A common technique for decomposing services is using RPC. At Google, we used protocol buffers, which were briefly descibed in the Sawzall paper.
Basically, you describe your data and the interface that process the data in a language-independent format (a DDL, essentially) and use code generators to turn that DDL into set of objects in your target langauge that can create and send those structures over the wire. This makes it easy to write servers in one language and clients in another and the generated code deals with serialization.
I found that using a DDL to describe your code and services was really nice. When building a new service, you could simply reference your DDL in the design doc and have a meanginful discussion about the service without getting into the details of how it would be written until you had the semantics nailed down.
Facebook, as they were growing, decided to move to a homegrown binary RPC mechanism similar to protocol buffers called Thrift.
Let's say I wanted to write a simple service that would tell the client what time it was on the server. Here would be the DDL file describing both the data and the service plus a little extra to help out the generated code files.
# time.thrift namespace java tserver.gen namespace ruby TServer.Gen typedef i64 Timestamp service TimeServer { // Simply returns the current time. Timestamp time() }
After running thrift --gen java --gen rb time.thrift on the file, I'd have an interface and server that I could implement in Java and a client that I could use in Ruby.
Based on the generated java code, I could write a short server in Scala:
package tserver
import tserver.gen._
import com.facebook.thrift.TException
import com.facebook.thrift.TProcessor
import com.facebook.thrift.TProcessorFactory
import com.facebook.thrift.protocol.TProtocol
import com.facebook.thrift.protocol.TProtocolFactory
import com.facebook.thrift.transport.TServerTransport
import com.facebook.thrift.transport.TServerSocket
import com.facebook.thrift.transport.TTransport
import com.facebook.thrift.transport.TTransportFactory
import com.facebook.thrift.transport.TTransportException
import com.facebook.thrift.server.TServer
import com.facebook.thrift.server.TThreadPoolServer
import com.facebook.thrift.protocol.TBinaryProtocol
/**
* TimeServer.time returns the current time according to the server.
*/
class TimeServer extends TimeServer.Iface {
override def time: Long = {
val now = System.currentTimeMillis
println("somebody just asked me what time it is: " + now)
now
}
}
object SimpleServer extends Application {
try {
val serverTransport = new TServerSocket(7911)

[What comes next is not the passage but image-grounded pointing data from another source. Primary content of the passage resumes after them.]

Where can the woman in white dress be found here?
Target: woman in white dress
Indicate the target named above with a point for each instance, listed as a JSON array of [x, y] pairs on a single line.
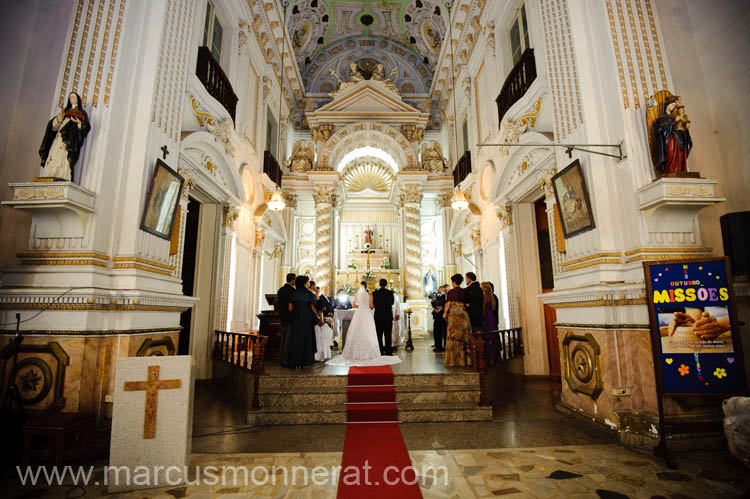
[[361, 347]]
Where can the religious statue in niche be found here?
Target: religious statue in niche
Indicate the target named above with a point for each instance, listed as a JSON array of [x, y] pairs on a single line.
[[302, 157], [432, 157], [669, 135], [429, 283], [63, 140], [412, 132], [321, 133]]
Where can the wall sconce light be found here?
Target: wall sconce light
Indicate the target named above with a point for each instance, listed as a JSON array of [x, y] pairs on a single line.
[[459, 200], [276, 203]]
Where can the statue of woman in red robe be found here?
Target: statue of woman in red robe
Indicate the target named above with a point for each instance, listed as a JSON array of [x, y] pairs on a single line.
[[673, 129]]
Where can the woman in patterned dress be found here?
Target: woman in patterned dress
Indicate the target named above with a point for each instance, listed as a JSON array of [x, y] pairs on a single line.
[[457, 346]]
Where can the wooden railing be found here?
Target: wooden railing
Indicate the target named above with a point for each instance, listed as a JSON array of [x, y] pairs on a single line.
[[271, 168], [209, 72], [493, 348], [462, 168], [516, 84], [245, 350]]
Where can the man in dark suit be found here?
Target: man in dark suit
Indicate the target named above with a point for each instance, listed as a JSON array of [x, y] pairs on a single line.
[[283, 296], [438, 321], [475, 299], [324, 302], [341, 301], [383, 302]]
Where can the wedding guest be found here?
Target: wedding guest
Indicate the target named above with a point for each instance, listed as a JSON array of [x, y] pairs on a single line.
[[325, 302], [474, 298], [323, 332], [457, 348], [383, 304], [342, 301], [301, 351], [489, 306], [283, 297], [438, 322]]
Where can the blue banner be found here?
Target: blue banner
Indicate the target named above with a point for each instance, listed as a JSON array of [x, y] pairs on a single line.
[[697, 335]]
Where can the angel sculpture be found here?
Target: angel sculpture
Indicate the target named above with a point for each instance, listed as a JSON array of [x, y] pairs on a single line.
[[302, 157], [668, 134], [432, 157]]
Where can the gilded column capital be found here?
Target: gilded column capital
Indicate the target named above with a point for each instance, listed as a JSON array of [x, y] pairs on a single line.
[[505, 214], [260, 236], [324, 194], [230, 214], [411, 195], [445, 199], [290, 200]]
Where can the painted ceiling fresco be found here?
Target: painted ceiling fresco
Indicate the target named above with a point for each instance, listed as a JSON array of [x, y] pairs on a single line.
[[401, 34]]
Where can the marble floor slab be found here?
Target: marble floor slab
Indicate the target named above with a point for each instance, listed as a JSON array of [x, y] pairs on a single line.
[[581, 471]]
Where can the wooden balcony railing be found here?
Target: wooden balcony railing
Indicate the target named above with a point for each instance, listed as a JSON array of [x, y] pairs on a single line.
[[271, 168], [244, 350], [516, 84], [493, 348], [462, 168], [209, 72]]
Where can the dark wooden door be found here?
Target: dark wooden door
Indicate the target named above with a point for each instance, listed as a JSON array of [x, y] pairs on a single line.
[[548, 284]]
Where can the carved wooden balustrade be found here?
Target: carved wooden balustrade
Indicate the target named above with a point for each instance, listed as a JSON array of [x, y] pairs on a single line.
[[217, 84], [493, 348], [245, 350], [516, 84], [462, 168], [271, 168]]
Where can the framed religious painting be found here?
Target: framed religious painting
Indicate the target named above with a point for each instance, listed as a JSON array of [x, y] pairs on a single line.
[[573, 204], [162, 199]]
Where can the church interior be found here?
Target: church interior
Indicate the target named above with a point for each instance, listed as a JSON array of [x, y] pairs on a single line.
[[553, 195]]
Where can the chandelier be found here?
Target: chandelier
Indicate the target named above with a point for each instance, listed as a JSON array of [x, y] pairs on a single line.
[[276, 203]]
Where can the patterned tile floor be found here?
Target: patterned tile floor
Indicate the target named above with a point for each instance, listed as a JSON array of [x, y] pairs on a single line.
[[531, 445], [580, 471]]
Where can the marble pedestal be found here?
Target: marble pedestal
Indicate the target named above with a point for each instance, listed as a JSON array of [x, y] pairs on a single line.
[[151, 422]]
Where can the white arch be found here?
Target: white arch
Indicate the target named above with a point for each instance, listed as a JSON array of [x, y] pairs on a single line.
[[364, 134], [367, 151], [213, 169]]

val processor = new TimeServer.Processor(new TimeServer())
val protFactory = new TBinaryProtocol.Factory(true, true)
val server = new TThreadPoolServer(processor, serverTransport,
protFactory)
println("starting server")
server.serve();
} catch {
case x: Exception => x.printStackTrace();
}
}
(Geez, most of that space was taken up in my obsessive need to separate out all my imports. You can thank Google for that bit of OCD.)
The client is even shorter:
#!/usr/bin/ruby
$:.push('~/thrift/lib/rb/lib')
$:.push('../gen-rb')
require 'thrift/transport/tsocket'
require 'thrift/protocol/tbinaryprotocol'
require 'TimeServer'
transport = TBufferedTransport.new(TSocket.new("localhost", 7911))

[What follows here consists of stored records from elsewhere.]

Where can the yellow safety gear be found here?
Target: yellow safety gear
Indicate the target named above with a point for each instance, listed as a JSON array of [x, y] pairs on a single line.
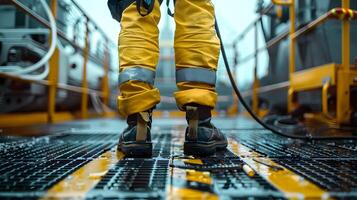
[[196, 54]]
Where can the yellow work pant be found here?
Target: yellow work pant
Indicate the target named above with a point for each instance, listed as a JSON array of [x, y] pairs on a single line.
[[196, 46]]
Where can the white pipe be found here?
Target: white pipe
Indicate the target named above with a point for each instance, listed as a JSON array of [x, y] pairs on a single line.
[[46, 58]]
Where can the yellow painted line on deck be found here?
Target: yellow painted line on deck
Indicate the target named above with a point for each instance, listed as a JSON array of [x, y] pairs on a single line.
[[185, 193], [291, 184], [85, 178]]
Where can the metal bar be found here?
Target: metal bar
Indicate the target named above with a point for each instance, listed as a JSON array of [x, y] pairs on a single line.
[[268, 45], [42, 21], [250, 26], [84, 99], [255, 98], [292, 63], [268, 88], [47, 83], [283, 2], [343, 86], [53, 74], [311, 25], [89, 19]]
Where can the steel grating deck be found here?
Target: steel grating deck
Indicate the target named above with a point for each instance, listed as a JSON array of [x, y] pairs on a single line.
[[81, 161]]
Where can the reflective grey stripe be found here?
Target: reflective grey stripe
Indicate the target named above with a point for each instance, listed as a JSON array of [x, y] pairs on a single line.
[[200, 75], [137, 74]]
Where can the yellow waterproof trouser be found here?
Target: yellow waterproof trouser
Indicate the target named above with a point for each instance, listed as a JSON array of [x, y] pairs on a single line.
[[196, 54]]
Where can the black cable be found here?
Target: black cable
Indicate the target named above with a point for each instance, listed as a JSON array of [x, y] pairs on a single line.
[[251, 113]]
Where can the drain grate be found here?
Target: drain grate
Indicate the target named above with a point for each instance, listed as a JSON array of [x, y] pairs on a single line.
[[140, 175], [275, 146], [333, 175], [53, 150], [35, 175]]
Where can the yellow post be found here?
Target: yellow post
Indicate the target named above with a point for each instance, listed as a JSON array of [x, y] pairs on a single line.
[[343, 84], [105, 84], [292, 16], [84, 101], [255, 97], [292, 64], [53, 74]]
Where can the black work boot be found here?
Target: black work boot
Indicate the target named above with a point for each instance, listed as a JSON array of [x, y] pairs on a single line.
[[202, 138], [135, 141]]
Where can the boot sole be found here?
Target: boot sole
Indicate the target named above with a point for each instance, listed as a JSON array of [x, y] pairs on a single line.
[[203, 149], [136, 149]]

protocol = TBinaryProtocol.new(transport)
client = TimeServer::Client.new(protocol)
transport.open()
puts "I wonder what time it is. Let's ask!"
puts client.time()
The ruby client took about 20ms to get an answer from the Scala server.
Thrift advantages:
- Pipelined connections means you spend less time in connection setup/teardown and TCP likes longer-lived connections.

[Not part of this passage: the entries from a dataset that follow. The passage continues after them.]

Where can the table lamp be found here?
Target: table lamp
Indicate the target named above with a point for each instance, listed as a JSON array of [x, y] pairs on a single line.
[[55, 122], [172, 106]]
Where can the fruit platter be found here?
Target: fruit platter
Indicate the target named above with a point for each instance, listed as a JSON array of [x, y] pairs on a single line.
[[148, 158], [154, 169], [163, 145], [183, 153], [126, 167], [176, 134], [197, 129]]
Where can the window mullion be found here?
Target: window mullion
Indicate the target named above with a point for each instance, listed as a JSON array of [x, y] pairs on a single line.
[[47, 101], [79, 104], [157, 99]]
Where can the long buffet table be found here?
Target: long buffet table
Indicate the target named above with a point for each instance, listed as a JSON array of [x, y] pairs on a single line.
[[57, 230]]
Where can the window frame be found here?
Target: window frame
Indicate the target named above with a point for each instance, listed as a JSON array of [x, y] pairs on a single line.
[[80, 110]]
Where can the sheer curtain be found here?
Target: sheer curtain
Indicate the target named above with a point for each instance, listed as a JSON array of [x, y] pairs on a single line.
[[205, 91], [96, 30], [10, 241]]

- Asynchronous requests. Asynchronous replies would be nice too but would be trickier to use.
- Binary representation is much more efficient to transmit and process than, say, XML.
Thrift drawbacks:
- Integrating generated source into your build system can be tricky. Typically, you rarely have to regenerate your stubs but debugging generated code can be a huge pain.
- It's Java server should move away from ServerSocket to NIO for increased throughput. That's probably not more than a week's work as long as the existing code isn't too tightly coupled.
- Currently it doesn't build cleanly on the Mac. I did some work and got it working but I don't think it's used extensively on the Mac so if that's your primary platform, you should be prepared to send them patches from time to time.
If you're looking to move towards decoupled services, Thrift is worth a hard look.
Here's a tarball with my time server. It contains all the generated code as well as libthrift.jar and a Makefile to run the example server.
# — 13 April, 2008